B: Daddy said adults have surgery way more than kids. So I have like a five percent chance of having surgery and you have like a twenty percent chance.
Me: I guess. Probably.
B: Daddy has like a thirty-five percent chance because he’s way older.
A minute later: And Jack has a nine percent chance. I’m the only one who has a tiny bit of a chance. As long as I stay six.
I wasn’t going to bring it up again, but since he had, and he seemed pretty calm, I asked him what had made him think that people died before surgery. He said he didn’t know.

This was immediately after the surgery discussion. You have to be quick to keep up around here.
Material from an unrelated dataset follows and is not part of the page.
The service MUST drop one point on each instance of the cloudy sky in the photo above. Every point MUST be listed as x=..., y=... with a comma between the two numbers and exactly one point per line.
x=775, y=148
B: What did you get that trophy for?
Me: Showing rabbits with 4-H when I was in high school.
B: Did you have rabbits?
Me: No. There was a farmer who let some of us use his rabbits in exchange for helping to take care of them. We had to help clean out the barn and stuff.
B: What do you mean ” clean out the barn”?
Me: Well, when animals are in a closed space, you have to keep their poop cleaned up so they don’t get sick. Like for horses, you go in, clean out the poop and old hay and put down fresh hay. For the rabbits, we took out the poop and put down fresh–
B: Carrots?

Blake was putting away his laundry and there were about ten pair of shorts on hangers.
Me: Can you get all those or do you need to make two trips? (I’d need to hang around if he had to come back. He can’t reach the rack in the laundry room.)
B: No, I can do it. I do this many all the time. I’m a professional. (Hangs them up and comes back.) I didn’t even break a sweat.